Valentin Silvestrov's Elegie, composed in memoriam for Kirill's composer father, Ivan Karabits, presents a great deal of heft in its short duration. The piece is prismatic, dark-hued and rich, presenting Sibelius-like textures of melodic fragments beginning on upbeats and left hanging in midair that only gradually coalesce into a short-lived stroke of lyricism. Karabits coaxed lush yet flexible sounds from the strings, and they responded with a mosaic of finely-etched slivers, revolving around the stage in their own moods and tempos but organically grown out of the breath-like guiding rhythm of the piece. It would be wonderful to hear more of this composer's intriguing and touching music on this stage.
Leila Josefowicz entered the stage in an icy blue dress, and expectations ran high for her Sibelius concerto. She is a powerful artist, with formidable technique, and memorably turned in a stunning John Adams concerto on this very stage a few seasons back. From her initial entry, however, it was clear Josefowicz was simply off her game tonight. Throughout the first two movements there were miniscule but distracting technical problems. Intonation wasn't true, nor were her placements of the many important harmonics that often end phrases. She is a violinist that can clearly exceed the technical demands of this work, and much of the trouble in her playing must simply be credited to an off night. We all have them.
Fortunately, the finale offered a spot of redemption. At a zippy tempo, Josefowicz finally seemed ready to dig in to the music, crouching, turning and bobbing as she became more enraptured in the work and correspondingly more secure in her technique. In her commitment to the poco a poco più energico markings towards the end of the finale, she brought a breathtaking push to the coda, where her swooping octave figures finally revealed the purity of her tone and the precision of her technique. If only the finale could have been the first movement in this performance!
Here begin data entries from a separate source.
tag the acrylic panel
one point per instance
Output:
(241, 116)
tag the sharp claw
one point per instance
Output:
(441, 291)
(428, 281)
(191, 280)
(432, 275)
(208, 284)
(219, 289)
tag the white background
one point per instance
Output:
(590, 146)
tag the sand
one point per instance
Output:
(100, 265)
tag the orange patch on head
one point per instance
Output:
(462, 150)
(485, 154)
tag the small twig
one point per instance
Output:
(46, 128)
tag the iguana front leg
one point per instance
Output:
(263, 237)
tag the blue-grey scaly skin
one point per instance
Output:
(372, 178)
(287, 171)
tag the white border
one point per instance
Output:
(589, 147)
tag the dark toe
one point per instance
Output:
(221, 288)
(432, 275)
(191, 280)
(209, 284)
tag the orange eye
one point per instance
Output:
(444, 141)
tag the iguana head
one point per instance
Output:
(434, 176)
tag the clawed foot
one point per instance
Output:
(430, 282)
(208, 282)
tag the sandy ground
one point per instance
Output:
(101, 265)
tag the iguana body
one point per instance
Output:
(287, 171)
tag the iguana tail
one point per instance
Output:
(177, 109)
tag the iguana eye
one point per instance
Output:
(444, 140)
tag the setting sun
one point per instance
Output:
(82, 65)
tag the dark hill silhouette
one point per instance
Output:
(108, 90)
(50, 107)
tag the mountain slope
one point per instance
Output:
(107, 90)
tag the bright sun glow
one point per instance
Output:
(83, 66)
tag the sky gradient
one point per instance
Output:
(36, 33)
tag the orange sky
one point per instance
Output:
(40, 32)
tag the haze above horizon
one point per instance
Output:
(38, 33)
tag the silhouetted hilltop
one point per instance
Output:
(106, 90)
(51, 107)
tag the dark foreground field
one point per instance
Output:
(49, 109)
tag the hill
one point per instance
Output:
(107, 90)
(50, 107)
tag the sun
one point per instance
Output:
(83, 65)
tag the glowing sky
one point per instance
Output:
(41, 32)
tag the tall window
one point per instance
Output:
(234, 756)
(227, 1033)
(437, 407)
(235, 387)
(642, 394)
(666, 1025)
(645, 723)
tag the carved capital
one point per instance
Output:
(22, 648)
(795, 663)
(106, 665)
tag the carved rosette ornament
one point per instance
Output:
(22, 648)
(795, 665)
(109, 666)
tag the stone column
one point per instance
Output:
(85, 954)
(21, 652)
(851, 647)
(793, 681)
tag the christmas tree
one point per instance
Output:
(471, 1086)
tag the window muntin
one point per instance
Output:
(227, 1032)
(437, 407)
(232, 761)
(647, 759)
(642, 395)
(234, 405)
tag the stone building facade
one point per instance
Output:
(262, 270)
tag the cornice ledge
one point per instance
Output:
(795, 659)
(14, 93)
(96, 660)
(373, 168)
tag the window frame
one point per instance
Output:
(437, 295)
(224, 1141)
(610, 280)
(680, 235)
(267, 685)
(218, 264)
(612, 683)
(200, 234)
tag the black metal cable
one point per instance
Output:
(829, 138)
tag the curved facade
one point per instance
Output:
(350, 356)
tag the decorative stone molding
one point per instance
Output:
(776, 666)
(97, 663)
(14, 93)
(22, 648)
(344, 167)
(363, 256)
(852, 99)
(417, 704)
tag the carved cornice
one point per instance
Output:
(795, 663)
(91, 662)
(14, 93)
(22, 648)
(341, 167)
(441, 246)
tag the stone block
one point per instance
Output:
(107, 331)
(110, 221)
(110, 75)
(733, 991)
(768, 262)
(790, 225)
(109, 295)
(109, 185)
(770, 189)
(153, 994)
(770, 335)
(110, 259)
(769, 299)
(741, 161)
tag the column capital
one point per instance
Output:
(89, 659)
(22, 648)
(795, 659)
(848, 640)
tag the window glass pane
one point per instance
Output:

Backstage during intermission, Karabits must have made the decision to do away with any mitigating modifiers in the tempo markings of Mendelssohn's Scottish symphony, which comprised the second half. The main portion of the first movement went from simply Allegro un poco agitato to a stormy Allegro agitato and the scherzo became Vivace, with little to none of the non troppo of the marking. In many cases, this brought forth virility and forcefulness in the performances, and the orchestra held up its end of the bargain, with sharply articulated string rhythms and bold, present horn sounds that emphasized the specter of Macbeth instead of Mendelssohn's remembrance of the sun-saturated ruined chapel at the Holyrood abbey, where the composer was inspired for the work.
In some instances, particularly the scherzo, the tempo was a shade to quick to bring precision to the contrapuntal workings of the score. There is a limit to how fast this can go before it sounds merely hectic, and Karabits stepped slightly across that line. The finale, however, was spot on in tempo, and the valiant coda, again bringing splendid playing from the horns bolstered by dark-hued rotary trumpets, brought the evening to a triumphant close.